200380051 - Tuesday, April 29, 2014 - linkI am eager to see how Mantle-enabled games will perform on these Mullins tablets. It seems a good fit from a technical standpoint. It might just push the PC gaming sphere to dig into tablet space. This in turn directly expands the market of game studios.
Also, I wonder if AMD's mobile lineup is to be the first product they'll roll out on Samsung's 14nm FINFET process. The process will be available starting 2015, as per their agreement. Its up to AMD to cook us a shrinked revision of these chips in a timely fashion.
Things are getting interesting.
MartinT - Wednesday, April 30, 2014 - linkIt seems to me that performance numbers for these parts don't tell even half the story without the accompanying power readings, considering the 'use whatever power until the chassis burns the user' approach of AMD's turbo implementation.

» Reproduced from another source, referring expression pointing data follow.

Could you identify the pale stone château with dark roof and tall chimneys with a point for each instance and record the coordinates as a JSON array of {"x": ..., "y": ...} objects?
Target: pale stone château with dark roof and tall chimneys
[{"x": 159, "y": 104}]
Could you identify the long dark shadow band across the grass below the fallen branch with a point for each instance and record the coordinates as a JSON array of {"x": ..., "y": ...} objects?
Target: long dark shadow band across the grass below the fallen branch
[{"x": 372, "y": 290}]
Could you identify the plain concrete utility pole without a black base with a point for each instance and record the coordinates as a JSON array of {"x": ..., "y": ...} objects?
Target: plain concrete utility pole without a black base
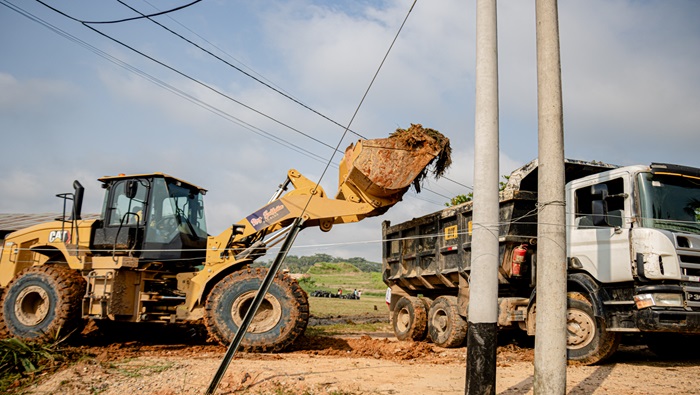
[{"x": 550, "y": 339}]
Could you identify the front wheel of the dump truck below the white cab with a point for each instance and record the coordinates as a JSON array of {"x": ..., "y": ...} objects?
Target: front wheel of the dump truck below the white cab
[{"x": 588, "y": 341}]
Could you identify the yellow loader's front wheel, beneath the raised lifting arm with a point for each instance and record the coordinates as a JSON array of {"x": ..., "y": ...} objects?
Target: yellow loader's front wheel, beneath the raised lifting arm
[{"x": 281, "y": 318}]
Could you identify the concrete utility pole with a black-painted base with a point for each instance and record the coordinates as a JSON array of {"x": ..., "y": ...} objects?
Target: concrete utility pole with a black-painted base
[{"x": 483, "y": 293}]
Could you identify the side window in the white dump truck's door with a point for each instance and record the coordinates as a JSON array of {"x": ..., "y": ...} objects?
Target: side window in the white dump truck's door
[{"x": 601, "y": 205}]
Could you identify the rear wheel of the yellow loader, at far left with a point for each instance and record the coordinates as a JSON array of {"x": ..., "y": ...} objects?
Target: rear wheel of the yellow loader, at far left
[{"x": 42, "y": 304}]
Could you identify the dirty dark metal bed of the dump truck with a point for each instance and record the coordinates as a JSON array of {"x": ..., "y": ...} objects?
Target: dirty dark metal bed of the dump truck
[{"x": 427, "y": 255}]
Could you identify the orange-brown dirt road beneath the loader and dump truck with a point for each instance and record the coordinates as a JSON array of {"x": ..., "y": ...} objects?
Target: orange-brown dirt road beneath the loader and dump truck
[{"x": 368, "y": 364}]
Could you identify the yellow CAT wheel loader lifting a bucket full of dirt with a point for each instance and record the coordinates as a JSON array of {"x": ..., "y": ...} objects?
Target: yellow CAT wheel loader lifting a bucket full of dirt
[{"x": 149, "y": 258}]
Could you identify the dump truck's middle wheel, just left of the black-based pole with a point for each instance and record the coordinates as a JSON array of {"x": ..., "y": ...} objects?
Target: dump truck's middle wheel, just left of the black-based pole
[{"x": 446, "y": 327}]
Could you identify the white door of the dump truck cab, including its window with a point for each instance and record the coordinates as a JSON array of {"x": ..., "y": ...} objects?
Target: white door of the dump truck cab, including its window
[{"x": 598, "y": 237}]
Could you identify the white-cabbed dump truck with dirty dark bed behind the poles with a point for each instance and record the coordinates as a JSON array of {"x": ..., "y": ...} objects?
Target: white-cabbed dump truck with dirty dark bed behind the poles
[{"x": 633, "y": 261}]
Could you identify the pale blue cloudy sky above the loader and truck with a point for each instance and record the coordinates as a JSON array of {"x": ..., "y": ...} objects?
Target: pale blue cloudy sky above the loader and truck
[{"x": 630, "y": 75}]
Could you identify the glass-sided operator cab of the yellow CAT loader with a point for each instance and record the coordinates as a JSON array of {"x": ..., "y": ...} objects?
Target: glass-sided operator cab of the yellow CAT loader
[{"x": 153, "y": 217}]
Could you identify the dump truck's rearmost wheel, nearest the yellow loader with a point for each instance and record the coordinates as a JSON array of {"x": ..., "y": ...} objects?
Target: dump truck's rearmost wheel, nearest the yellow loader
[{"x": 410, "y": 319}]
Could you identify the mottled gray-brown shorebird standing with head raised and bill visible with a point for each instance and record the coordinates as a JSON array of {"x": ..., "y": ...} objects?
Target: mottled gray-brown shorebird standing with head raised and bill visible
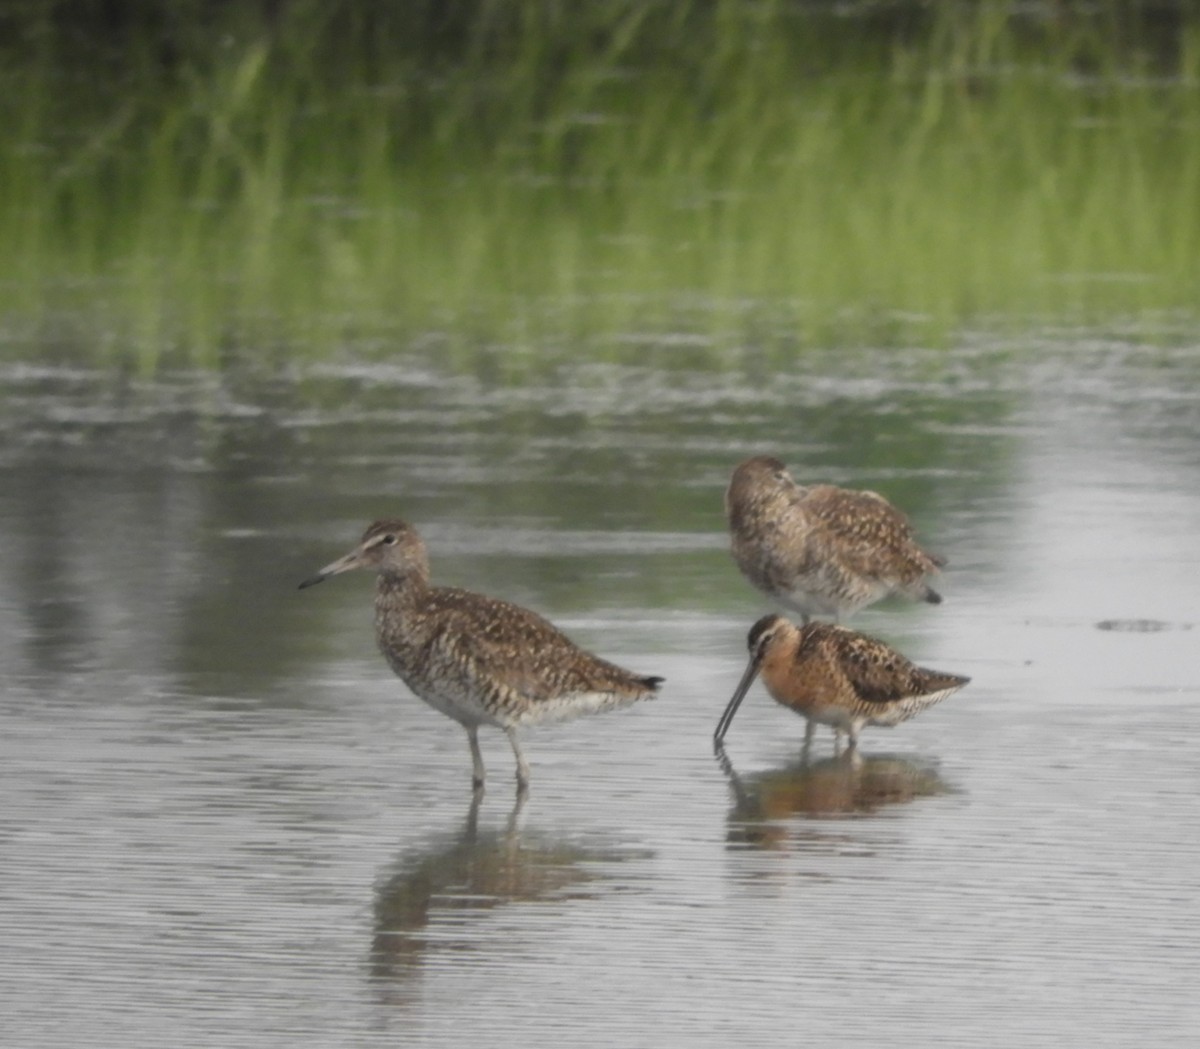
[{"x": 477, "y": 660}]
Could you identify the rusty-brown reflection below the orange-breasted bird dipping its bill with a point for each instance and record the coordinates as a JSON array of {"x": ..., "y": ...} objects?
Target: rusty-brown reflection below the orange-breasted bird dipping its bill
[{"x": 847, "y": 786}]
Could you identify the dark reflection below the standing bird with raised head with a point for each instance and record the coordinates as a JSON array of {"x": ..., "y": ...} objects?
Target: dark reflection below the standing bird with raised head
[{"x": 434, "y": 898}]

kirilmatt - Wednesday, April 30, 2014 - linkHow AMD did this is amazing. Imagine if this was released instead of kabini/temash. This destroys Bay Trail. I only hope that it gets released soon so it doesn't have to compete with Intel's 14nm SoCs. Anyways, good job AMD!
R3MF - Wednesday, April 30, 2014 - linkUbuntu tablet please...
purerice - Wednesday, April 30, 2014 - linkWould one way to test the "non-turbo" performance be to loop some test 100 times and see the performance decrease over time? Considering the turbo would decrease as the CPU/APU heats up we could see the performance difference and also how long you really get "turbo" turned on for.
azazel1024 - Thursday, May 1, 2014 - linkI am impressed, but I am curious as to both why Bay Trail beats it in the PCMark testing by a fair margin, but not in individual CPU benchmarks. If that is thermal limits...well, I will say that a lot of tablet workloads are very short term. Windows tablet workloads (at least mine)...not so much.
Enough of what I do would likely hit those thermal constraints and at least in my testing, my T100 doesn't clock down even under very prolonged workloads, like 15+ minutes of converting RAW to JPEG images. Or long gaming, like an hour or two of KSP.
That and I have concerns about that idle and low power use. Seems to be pretty good under higher load and performance seems to be there (with caveat/concern)...but idle and low power could be an issue. According to those AMD specs, the APU itself is using darn near 2w of power streaming 1080p. Based on my math, my T100 TOTAL uses around 2.4w of power when streaming 1080p (around 13hrs of run time, 31whr battery). I assume that the display, wifi, signal processor, memory, etc, etc are consuming more than .6w of power.
Having a much bigger battery or much shorter run time could be a big sticking point for a lot of tablet users (I know I'd have an issue if my 6-7hrs gaming/10hrs normal use/13hrs video turned in to more like 3hrs gaming/6hrs normal use/8hrs video.
FITCamaro - Wednesday, May 7, 2014 - linkMy next tablet will likely be a Windows 8.1 tablet. I'd love the high end AMD CPU tested here even if it doesn't do as well on power as Baytrail but bests it in GPU performance. Would be nice to be able to do better light mobile gaming.